In fact I see the know-it-all mom pushing a big pitcher of juice sweetened with HFCS on not only her kids but also the newly converted mother's kids, too. Why would anyone want, or need, to add a super sweetener to a good fruit juice?
Corn syrup is different than HFCS. Corn syrup branded KaroŽ syrup is an old standby used in baking and candy making. It has the same sweetness level as regular sugar. Corn syrup isn't much different than using any other syrup you find on the grocer's shelf. It's OK.
The rest of the story
There is a lot more to the story. Technically and legally HFCS is classified as naturally sourced. But it is manufactured through different enzyme reactions that are not found in nature. This process makes it just less than 1-1/2 times sweeter than regular sugar in many of the formulations.
This is one of the problems with HFCS, people tend to want sweeter and sweeter foods. This is likely to be a contributing factor in the huge increase in obesity and diabetes. But there are other problems that may be surfacing, too.
I did a PubMed search on HFCS and found published credible university studies that linked HFCS with liver disease when the diet included dietary fats called trans-fats.
You may remember the newspaper story a few weeks ago that reported serious liver disease in children as young as six or seven years old. Liver transplants were predicted for the kids by the time they reached young adulthood. Are these linked?
Trans-fats + HFCS = ?
While most food these days is trans-fat free I did an informal search in my home food cabinet and at the local grocery store. I looked at the ingredient list required by law to find trans-fat in everyday foods.
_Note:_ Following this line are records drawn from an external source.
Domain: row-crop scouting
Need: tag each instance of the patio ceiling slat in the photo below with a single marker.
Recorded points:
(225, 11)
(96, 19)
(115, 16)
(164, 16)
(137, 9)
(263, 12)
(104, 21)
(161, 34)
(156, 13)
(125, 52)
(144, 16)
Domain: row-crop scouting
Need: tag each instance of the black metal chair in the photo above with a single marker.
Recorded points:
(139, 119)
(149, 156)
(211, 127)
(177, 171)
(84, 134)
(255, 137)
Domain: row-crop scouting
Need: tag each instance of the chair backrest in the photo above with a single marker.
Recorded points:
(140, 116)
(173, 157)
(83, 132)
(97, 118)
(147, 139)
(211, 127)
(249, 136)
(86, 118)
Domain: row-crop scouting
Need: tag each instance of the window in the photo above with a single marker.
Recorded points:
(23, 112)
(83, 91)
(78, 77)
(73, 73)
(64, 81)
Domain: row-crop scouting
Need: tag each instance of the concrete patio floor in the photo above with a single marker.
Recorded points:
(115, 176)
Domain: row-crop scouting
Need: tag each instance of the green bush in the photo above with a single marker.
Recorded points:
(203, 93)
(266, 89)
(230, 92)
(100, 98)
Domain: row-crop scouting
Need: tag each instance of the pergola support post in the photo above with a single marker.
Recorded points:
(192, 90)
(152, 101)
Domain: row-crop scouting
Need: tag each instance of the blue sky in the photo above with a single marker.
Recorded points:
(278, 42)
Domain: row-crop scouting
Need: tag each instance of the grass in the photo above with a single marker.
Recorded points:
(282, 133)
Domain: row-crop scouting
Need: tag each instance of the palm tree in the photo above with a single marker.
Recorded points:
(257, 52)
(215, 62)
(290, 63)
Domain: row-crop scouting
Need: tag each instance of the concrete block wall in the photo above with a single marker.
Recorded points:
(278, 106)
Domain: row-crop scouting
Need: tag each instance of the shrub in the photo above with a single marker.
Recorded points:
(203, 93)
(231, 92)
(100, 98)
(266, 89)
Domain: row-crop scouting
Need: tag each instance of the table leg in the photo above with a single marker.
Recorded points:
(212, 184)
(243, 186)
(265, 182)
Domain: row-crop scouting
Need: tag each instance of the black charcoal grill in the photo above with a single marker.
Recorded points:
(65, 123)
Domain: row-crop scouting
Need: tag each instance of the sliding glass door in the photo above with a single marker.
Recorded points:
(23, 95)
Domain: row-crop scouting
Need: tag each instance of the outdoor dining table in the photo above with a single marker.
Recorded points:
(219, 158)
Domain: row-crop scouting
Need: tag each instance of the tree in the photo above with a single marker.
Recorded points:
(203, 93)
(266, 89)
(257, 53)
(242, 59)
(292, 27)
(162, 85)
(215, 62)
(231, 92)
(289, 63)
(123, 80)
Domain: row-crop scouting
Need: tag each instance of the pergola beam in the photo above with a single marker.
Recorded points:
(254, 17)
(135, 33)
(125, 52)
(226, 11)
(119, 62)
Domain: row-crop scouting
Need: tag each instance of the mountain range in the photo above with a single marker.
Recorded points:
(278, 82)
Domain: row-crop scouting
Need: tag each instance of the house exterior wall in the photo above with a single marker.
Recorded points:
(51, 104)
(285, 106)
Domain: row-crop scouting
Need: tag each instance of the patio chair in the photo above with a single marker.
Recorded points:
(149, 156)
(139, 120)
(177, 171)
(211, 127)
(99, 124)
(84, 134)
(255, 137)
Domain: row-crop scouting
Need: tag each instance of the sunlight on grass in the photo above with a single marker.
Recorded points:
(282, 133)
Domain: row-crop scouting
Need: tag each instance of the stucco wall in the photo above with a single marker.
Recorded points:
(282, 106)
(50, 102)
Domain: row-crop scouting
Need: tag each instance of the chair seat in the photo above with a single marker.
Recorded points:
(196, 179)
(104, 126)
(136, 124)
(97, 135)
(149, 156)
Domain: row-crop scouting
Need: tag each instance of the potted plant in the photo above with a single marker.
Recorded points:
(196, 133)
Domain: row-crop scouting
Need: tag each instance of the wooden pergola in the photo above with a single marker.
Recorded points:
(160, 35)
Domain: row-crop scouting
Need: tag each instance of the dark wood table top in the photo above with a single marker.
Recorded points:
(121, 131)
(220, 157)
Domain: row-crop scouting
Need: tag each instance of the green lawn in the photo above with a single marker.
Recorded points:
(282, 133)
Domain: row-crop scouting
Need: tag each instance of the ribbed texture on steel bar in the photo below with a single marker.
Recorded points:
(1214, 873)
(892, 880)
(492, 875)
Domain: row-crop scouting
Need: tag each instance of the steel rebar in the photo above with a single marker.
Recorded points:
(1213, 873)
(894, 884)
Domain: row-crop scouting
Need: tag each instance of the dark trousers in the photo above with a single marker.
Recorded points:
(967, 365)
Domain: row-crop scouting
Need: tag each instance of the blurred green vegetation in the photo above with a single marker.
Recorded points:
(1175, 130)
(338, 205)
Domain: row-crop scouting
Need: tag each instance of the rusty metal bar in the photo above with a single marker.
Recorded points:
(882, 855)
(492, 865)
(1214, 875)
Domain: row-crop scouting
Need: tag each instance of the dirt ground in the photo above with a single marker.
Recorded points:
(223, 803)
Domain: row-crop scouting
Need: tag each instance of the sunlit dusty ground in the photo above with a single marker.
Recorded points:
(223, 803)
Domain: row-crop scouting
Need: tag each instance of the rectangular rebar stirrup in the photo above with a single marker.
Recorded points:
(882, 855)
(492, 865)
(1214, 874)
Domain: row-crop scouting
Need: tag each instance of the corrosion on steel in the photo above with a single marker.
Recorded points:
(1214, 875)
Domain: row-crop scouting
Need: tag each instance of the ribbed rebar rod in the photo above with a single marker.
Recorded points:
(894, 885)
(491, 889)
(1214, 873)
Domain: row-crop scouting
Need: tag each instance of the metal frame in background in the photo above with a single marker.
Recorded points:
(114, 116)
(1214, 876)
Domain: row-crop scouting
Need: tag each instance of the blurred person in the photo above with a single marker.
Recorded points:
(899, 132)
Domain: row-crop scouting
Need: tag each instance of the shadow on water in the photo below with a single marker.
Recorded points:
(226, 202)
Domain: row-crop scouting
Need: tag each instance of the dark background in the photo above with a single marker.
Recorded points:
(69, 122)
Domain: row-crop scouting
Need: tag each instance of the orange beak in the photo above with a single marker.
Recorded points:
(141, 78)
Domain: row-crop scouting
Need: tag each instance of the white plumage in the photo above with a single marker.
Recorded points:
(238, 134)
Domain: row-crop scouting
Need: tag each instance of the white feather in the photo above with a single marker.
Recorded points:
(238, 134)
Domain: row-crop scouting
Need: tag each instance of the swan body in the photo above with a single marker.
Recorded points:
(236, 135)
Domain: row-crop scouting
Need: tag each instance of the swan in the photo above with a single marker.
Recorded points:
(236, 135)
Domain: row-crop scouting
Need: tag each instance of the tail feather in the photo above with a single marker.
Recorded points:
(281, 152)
Meat, eggs, veggies and good oils like olive oil are all free of trans-fats. In fact, I found no trans-fats in my foods at my home.
I did find them at the grocery in dairy case biscuits, orange Danish, cinnamon rolls and flakey rolls. I found them in frozen hushpuppies and onion rings, too.
Bottom line, the trans-fats are still found in everyday food and often in the foods kids love. Have your child wash down onion rings or a cinnamon roll with a regular soda pop and there you have it, the combination the researchers found that could cause serious liver disease.
Know what you eat
Read the ingredients list on all your foods. In my household we buy no foods with HFCS and avoid trans-fats.
If you suspect liver disease or diabetes see your healthcare professional. Natural supplements such as NAC, Milk Thistle and SAMe can all be beneficial for fatty liver disease and cinnulin (from cinnamon) can be good for balancing sugar levels.
Unlike the mom in the TV commercial, please don't give in to peer pressure or to pressure from your own children who want HFCS sweetened foods or drinks.